An increasingly prosperous middle class in emerging markets, and their growing propensity to purchase luxury goods and invest in precious gemstones, has sparked an explosion of demand in countries such as China, India and the Gulf states. But, of equal importance has been the strong economic recovery underway in the United States, which accounts for approximately 35 percent of the global demand for diamonds.
The natural depletion of existing operations, such as Rio Tinto’s Argyle which is expected to produce 16 million carats in 2014 – but will shutdown operations in 2018, leaves the market in position that will see future production fall short of existing expectations; and significantly below future demand.
To give you some indication of where the market has come from and where it is going: in 2005, global diamond production was 168 million carats, in 2012 production was 127 million carats; and in 2013 production is expected to be approximately 130 million carats. Despite the introduction of new producers, Bain & Co. has concluded that only an additional 18 million carats per annum will be added to the global production profile within the next decade, which barely replaces the loss of Argyle’s 16 million carats contribution in 2018. This is cause for concern when we consider that, on its own, the UK jewellery sector grew 3.3% in 2013 and showed no sign of slowing down in 2014.
Demand for rough diamonds have recovered to levels that were last seen prior to the global financial crisis.

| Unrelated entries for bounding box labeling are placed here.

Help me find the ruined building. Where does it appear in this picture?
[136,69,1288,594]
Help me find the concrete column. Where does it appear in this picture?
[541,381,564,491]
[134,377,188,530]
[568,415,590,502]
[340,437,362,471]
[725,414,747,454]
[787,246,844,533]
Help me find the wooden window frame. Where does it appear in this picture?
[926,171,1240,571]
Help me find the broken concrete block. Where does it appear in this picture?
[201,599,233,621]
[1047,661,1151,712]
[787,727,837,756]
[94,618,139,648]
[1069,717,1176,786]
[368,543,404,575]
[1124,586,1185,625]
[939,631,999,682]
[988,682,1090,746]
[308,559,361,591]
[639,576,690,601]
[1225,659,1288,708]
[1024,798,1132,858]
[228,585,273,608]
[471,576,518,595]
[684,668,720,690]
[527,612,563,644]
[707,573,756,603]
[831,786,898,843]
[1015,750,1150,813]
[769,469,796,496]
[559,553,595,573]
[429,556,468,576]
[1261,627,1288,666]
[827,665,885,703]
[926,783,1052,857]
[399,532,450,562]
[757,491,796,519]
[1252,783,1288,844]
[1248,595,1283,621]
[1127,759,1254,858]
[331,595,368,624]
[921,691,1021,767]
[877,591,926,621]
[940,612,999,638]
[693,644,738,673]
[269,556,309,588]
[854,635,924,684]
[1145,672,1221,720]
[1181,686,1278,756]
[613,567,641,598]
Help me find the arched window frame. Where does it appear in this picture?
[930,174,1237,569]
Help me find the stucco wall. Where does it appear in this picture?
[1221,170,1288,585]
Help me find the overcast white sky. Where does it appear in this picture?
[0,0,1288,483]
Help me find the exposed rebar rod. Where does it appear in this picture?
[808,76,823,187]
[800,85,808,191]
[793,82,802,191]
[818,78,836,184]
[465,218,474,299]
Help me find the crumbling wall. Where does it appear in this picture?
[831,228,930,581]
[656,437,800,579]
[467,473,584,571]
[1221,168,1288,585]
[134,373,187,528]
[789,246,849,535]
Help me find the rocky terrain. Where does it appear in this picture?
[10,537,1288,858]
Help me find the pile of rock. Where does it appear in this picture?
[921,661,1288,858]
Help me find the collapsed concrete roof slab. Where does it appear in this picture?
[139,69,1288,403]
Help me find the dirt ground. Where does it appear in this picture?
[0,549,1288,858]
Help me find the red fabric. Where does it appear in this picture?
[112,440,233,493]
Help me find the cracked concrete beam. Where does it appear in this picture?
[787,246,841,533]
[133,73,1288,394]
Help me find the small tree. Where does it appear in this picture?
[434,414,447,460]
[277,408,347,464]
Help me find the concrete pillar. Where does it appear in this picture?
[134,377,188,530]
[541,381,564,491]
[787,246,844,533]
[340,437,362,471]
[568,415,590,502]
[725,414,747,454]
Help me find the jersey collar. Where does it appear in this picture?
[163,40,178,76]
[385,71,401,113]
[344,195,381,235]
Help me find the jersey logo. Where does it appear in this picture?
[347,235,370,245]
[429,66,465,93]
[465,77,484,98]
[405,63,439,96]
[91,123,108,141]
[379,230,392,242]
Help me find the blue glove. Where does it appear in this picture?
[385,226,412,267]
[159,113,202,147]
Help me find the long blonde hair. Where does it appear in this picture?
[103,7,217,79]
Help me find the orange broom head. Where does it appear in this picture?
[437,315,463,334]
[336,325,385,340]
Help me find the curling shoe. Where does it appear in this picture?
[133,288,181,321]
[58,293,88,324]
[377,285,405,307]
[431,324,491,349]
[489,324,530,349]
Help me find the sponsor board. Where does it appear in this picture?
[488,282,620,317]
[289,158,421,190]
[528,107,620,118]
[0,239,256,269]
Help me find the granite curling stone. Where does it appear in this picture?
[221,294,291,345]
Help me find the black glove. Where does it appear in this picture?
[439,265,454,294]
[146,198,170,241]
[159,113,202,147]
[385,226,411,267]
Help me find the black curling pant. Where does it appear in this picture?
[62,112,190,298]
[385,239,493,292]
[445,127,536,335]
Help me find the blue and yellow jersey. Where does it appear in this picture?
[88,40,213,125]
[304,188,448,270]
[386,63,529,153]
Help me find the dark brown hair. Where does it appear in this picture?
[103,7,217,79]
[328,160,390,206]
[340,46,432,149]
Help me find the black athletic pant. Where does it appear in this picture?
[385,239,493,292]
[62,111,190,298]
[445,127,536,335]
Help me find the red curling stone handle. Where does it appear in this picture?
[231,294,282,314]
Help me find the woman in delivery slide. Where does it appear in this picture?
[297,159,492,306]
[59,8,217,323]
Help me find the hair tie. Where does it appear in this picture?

Trading fundamentals within the traditional jewellery and industrial applications explain why sentiment towards gemstone producers has turned much more favourable in recent months. Demand for rough diamonds have recovered to levels that were last seen prior to the global financial crisis. To provide further incentive to producers, an industry study performed by Bain & Co. shows that rough diamond miners can expect an average profit margin of between 16 and 20 per cent.